脱・ガレージキット
出典: フリー百科事典『ウィキペディア(Wikipedia)』 (2022/03/23 09:57 UTC 版)
90年代半ばを過ぎると、ガレージキット業界も会社が増え、「とりあえず売れそうなものを出す」といった状態が続き、マンネリ気味となって来た。海洋堂も株式会社となり、製品の質こそ保っていたものの、経営上、過去のように「作りたいものを好き勝手に作っていればいい」という訳にはいかなくなっていた。 その状況を打破するきっかけはアメリカの漫画作家であるトッド・マクファーレンが自ら玩具会社を興して製作した、自身の作品『スポーン』のアクションフィギュアであった。それまでのいかにも玩具然としたものとは一線を画する出来の良さであったため、海洋堂は新たな衝撃を受けた。 海洋堂としては、原型の段階でそのレベルのものを作る事はわけなかったが、問題はこのフィギュアがシリコーンゴム型による製法ではなく、マスプロ製品ではごくありきたりな金型による射出成型で作られたものであるということだった。金型を用いれば大量生産は可能となるが、どうしても再現度が落ちてしまう。
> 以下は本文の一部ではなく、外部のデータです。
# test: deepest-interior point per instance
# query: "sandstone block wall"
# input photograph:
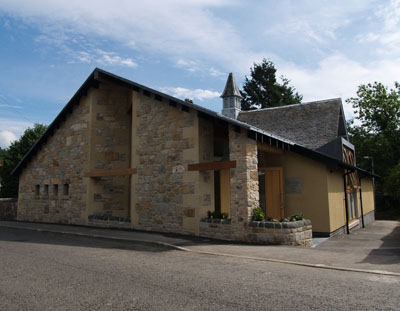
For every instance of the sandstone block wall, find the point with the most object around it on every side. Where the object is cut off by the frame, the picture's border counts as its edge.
(110, 139)
(244, 179)
(61, 161)
(298, 233)
(164, 140)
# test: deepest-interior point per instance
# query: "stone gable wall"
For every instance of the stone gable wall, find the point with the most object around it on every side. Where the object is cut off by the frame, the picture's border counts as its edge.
(110, 140)
(61, 160)
(165, 140)
(244, 180)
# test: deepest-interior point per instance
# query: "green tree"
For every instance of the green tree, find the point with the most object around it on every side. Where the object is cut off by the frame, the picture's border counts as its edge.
(378, 136)
(263, 90)
(13, 155)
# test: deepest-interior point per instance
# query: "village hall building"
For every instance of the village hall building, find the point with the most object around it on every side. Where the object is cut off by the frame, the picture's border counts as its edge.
(123, 155)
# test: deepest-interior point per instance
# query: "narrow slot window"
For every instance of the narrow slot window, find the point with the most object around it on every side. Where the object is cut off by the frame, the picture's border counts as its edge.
(55, 189)
(217, 192)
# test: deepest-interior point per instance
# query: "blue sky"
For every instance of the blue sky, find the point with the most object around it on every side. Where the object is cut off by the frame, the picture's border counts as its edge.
(187, 48)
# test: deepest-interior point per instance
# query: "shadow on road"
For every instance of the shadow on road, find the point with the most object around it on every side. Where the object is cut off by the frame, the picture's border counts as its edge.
(389, 252)
(29, 236)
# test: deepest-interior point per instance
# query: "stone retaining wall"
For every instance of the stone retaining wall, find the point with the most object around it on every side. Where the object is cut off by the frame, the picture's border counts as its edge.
(8, 208)
(260, 232)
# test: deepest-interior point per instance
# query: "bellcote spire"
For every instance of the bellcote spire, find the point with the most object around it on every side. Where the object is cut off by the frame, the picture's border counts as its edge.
(231, 98)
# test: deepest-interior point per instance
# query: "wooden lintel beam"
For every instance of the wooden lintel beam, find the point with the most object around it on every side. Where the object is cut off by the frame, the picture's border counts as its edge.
(212, 166)
(105, 173)
(269, 149)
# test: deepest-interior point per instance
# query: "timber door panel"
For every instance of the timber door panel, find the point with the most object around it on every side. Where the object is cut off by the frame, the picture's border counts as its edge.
(274, 195)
それにも拘らず硬質、軟質の素材を巧みに使い分け、塗装にも模型の方法論を持ち込んだ『スポーン』のアクションフィギュアは出来が良かった。『スポーン』は日本でもヒットし、アクションフィギュアブームの立役者となった。これは海洋堂の闘志に火を点けた。 金型製作には巨額の初期投資(数百~数千万円)を要すため、海洋堂の企業規模では無理だろうと諦めかけていた。しかし、中国で生産すれば、日本国内で金型を起こし生産するのとは比べ物にならない低費用で出来ることが判明する。そしてこれがゴーサインになった。海洋堂は「こんなウチの水準をわざわざ下げたものを真面目に作るのは気が引ける、あくまでもシャレでやるんだ」というスタンスで動き始めた。商品化キャラクターは、『スポーン』と同じく暴力もの、しかもメジャー作品で、海洋堂ガレージキット全盛期のヒットシリーズでもあり、一種の「馬鹿馬鹿しさ」さえ持ち合わせている『北斗の拳』が選ばれた。 この海洋堂渾身のアクションフィギュアの流通を手掛けたのは誰あろう、当時『スポーン』の総代理店であったレッズであった。この為、海洋堂のアクションフィギュアはレッズの流通ルートに乗り『スポーン』同様、全国に瞬く間に展開してゆくことになる。また、2000年ごろにWEB制作会社のイットアップと共同で直販サイト「海洋堂公式オンラインショップ KMS」も立ち上げている。